The price action is the story, and the peer group makes it more interesting. Close Korean steel peers are moving in the same direction — POSCO M-TECH dropped 10.9% on the week and Dongkuk Industries shed 10.3%, both tracking POSCO's decline. TCC Steel fell 8.7%. But not all steel names are in retreat: KG Dongbu Steel bucked the trend, gaining 5.2% on the week. The divergence within the Korean steel complex suggests the selling in POSCO is partly sector-wide and partly name-specific, rather than a clean macro read.

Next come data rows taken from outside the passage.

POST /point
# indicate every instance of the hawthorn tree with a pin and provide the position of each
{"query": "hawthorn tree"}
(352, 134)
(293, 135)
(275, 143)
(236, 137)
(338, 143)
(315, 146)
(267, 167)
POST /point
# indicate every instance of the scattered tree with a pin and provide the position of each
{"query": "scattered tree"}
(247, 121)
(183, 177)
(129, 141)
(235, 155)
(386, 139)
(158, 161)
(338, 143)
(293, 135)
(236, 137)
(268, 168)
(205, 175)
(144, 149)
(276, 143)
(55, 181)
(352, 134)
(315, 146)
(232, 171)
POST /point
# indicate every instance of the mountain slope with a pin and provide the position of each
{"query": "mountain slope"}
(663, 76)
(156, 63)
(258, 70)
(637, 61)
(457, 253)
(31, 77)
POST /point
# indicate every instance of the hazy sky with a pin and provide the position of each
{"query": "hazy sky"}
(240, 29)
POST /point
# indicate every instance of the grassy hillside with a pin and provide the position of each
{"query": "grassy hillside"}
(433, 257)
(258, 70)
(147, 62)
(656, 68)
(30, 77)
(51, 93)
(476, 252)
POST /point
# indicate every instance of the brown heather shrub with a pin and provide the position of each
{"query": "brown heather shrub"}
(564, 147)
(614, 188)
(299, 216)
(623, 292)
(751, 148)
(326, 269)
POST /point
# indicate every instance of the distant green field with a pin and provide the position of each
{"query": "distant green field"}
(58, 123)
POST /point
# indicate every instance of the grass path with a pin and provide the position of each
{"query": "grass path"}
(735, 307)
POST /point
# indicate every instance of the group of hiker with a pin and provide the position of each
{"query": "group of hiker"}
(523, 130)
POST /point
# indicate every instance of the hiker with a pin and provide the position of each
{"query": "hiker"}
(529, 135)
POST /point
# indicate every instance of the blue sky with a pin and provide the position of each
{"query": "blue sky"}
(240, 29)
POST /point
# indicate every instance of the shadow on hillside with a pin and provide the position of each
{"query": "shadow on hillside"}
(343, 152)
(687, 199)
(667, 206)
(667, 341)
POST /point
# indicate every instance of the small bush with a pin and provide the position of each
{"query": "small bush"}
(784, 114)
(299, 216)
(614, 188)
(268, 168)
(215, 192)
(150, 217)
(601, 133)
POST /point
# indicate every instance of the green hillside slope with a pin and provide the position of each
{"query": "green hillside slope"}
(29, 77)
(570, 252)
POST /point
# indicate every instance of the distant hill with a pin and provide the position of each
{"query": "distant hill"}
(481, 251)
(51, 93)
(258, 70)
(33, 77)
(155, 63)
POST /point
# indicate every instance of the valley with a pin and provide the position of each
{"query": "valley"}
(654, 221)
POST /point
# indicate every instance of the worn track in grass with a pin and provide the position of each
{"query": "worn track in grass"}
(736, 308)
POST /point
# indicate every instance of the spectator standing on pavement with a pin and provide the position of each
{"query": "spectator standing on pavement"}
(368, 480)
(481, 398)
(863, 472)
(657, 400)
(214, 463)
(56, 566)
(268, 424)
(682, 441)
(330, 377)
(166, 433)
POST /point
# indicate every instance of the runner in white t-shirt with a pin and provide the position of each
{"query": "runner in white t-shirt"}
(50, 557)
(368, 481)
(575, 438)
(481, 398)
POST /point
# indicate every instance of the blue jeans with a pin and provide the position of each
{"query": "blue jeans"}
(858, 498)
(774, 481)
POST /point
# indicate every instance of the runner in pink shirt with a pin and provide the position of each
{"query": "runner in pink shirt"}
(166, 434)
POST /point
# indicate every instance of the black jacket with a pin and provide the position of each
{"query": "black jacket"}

Short positioning, by contrast, is easing — not building. Short interest has declined steadily from a recent peak of 0.46% of the free float on May 11 to just 0.28% now. At sub-0.3%, the short book is thin. The borrow market reinforces that picture: availability is extraordinarily loose at 2,581% — meaning there are more than 25 shares available to borrow for every one currently borrowed — up from around 1,200% at the start of the month. Cost to borrow is running at 0.96%, near the low end of its recent range. None of this signals that the week's selling has been driven by short sellers pressing new positions.
Fundamental signals remain broadly constructive. POSCO's EPS momentum ranks in the 85th percentile over 30 days and the 67th over 90, with an EPS surprise score at the 81st percentile and forward EPS growth year-on-year ranked at the 87th percentile. The dividend score ranks 81st. Valuation sits undemanding: price-to-book is at 0.58, and the EV/EBITDA multiple, at 6.5x, has been compressing on a 30-day basis. The mean analyst price target is ₩508,227 — about 15% above the current price — though the latest analyst updates date from early May, so the post-selloff Street view may not yet be fully reflected.
Institutional positioning has been steady rather than dynamic. BlackRock added 225,300 shares as recently as April 30, bringing its stake to 6.5% of shares. Vanguard and Dimensional added smaller tranches in Q1. Korea's National Pension Service remains the largest holder at 8.7% with no reported change. Insider activity has been limited to modest buys from external board directors across multiple months — small in size and significance, but consistent in direction.
The next formal catalyst is the Q2 earnings announcement scheduled for July 23. The April print produced a notable one-day move of 7% and a five-day follow-through of 14%, so the setup around that event will be worth tracking — particularly whether the borrow market and short positioning shift in the weeks beforehand.